Thursday, December 9, 2010

...how do you know?

When is it ok to settle? When is it ok to hold out for something better? When is it time to make it work, or run like a scared lamb?

Dating, sexing, texting, chatting, tweeting, meeting, loving, befriending, hugging, kissing any type of interaction with the opposite sex has become dreadful as physics was to me freshman year of college.

I know I don't want it to be easy, but damn, I didn't want it to be confusing and an annoyance.

I honestly thought by this age I would be in a serious relationship. I wasn't looking to marriage and babies. I don't want babies!! maybe marriage??

I have looked at what I want versus what I need.

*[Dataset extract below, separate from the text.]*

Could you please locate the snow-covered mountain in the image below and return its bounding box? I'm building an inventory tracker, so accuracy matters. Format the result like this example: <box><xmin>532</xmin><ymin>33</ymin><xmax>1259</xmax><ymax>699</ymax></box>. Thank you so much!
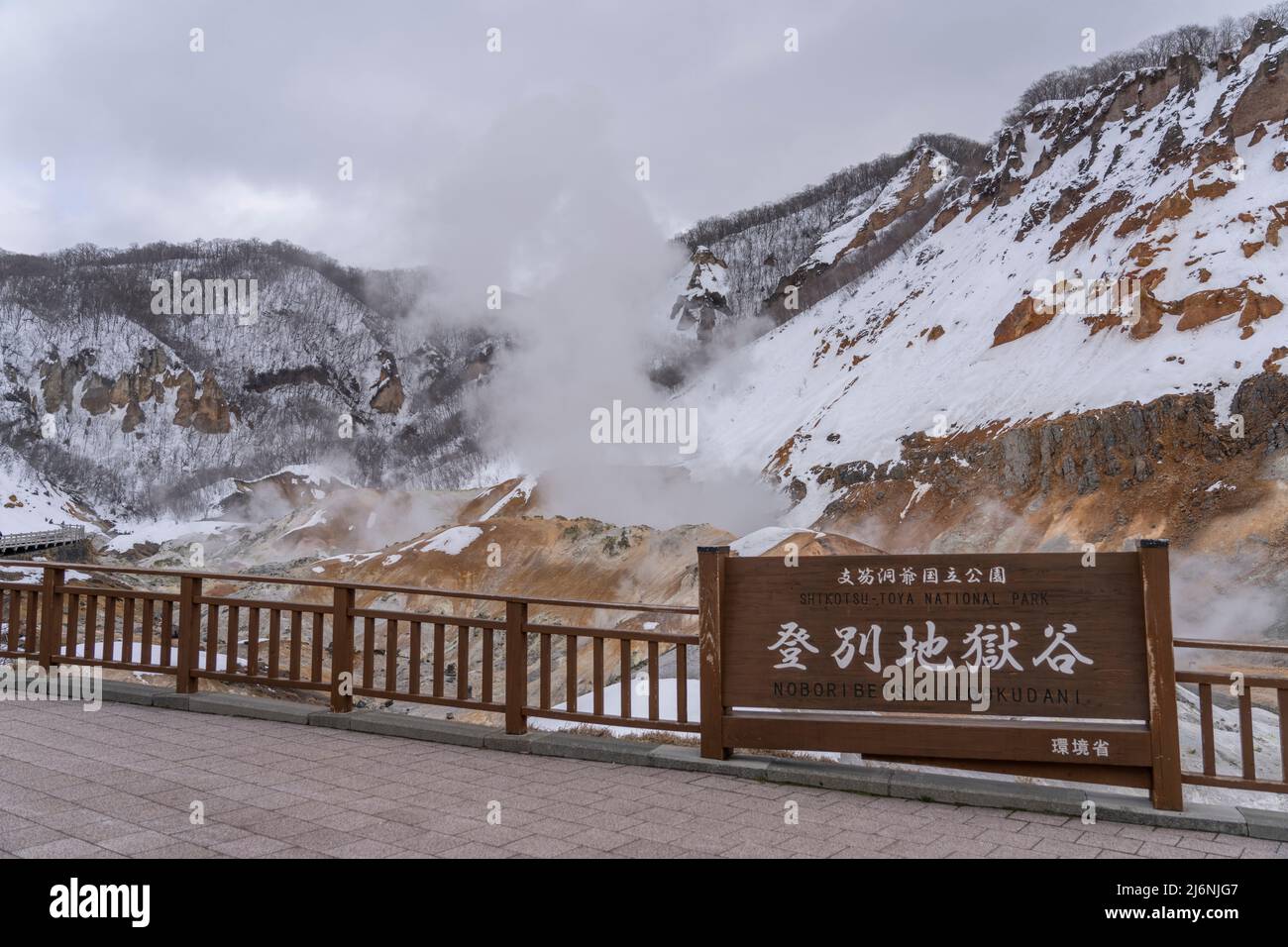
<box><xmin>0</xmin><ymin>241</ymin><xmax>494</xmax><ymax>513</ymax></box>
<box><xmin>680</xmin><ymin>21</ymin><xmax>1288</xmax><ymax>569</ymax></box>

I have listed the things I can't live without. I no longer waste my time with those I am not interested in (like dates with randoms, waste of my time).

I thought maybe internet dating but folks said that was just desperate and I'm not at the stage yet. I don't think its desperate, but at least I can shop for options. I thought maybe speed dating, but no one would dare go with me. Live on the edge a little bit ladies lol.

I have a twitter account, @veronicastorm, where men like to inbox/dm me with their interests. That just makes me nervous. Because I have no profile to base you on, and its too easy to judge your random thoughts (tweets).

So....I think I will just rely on this "feeling" everyone has talked about. Or this "inkling" that will have me pay attention. Or maybe this "sparkle" will appear and some corny love music will play in the background. idk, I would just settle for Jodeci, a king special from Frenchys and a big hug.

Everyone, just breathe and enjoy your day.